At the final transformation process when the latex objects themselves are reproduced, it is the camera’s eye that takes a look into the desks’ viscera. With analogue photography Stattler employs a procedure that is – just like casting – reproductive. Using Roland Barthes’ and Rosalind Krauss’ expression one could call it to an »indexical sign«, that constructs its meaning through its physical relation to the referent.8 Stattler’s black-and-white photographs make it perfectly clear that they are recorded shadows. They make light and shadow, the material basis of photography, an issue by exposing especially those bits of the latex skins where the material is slightly thicker and, thus, less transparent. Krauss further observes in her »Notes on the Index« that photography and abstract art – at first sight being completely different from each other – have found noticeably common ground in the art of the 1970s.9 The same could be said about the photographs from the Desks series. The pictures that result from the photographic re-translation of the latex objects to two dimensions are reminiscent of abstract drawings in ink or charcoal. On a bright, slightly blotchy background sharp black lines become visible. They outline shapes that are evenly laid out on a flat surface or that are concentrated in individual areas. The outlines are caused by the thickenings that emerge at the edges and rims of the paper objects while applying the latex. Thus, the contours of the desks and of the paper and other things lying on top of them emerge in the photographs. The arrangement of the items on the desks becomes an abstract pattern. This pattern points to the rationality of even the messiest workplace and hereby stresses the rule-dependency of work procedures. Although seemingly abstract, the patterns rely on physical processes – that is, the activities at the desks.

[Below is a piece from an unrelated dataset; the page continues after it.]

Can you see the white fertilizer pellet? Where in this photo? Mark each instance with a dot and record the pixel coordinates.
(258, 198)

Stattler’s series, thus, deals with work processes at desks, with their specifics, systematics and physicality. It is the series of translations and the differing materiality of the applied media that lets these various aspects emerge. What finally becomes visible on the photographs is at the same time a kind of notation of the handling of things as well as – in the blotchy surface – a trace of the artistic working process, the regular application of latex with the brush. In the last transformation – that is the photograph of the cast of the paper model of the worktop – the artistic work and the work at the desk are joined together on one level.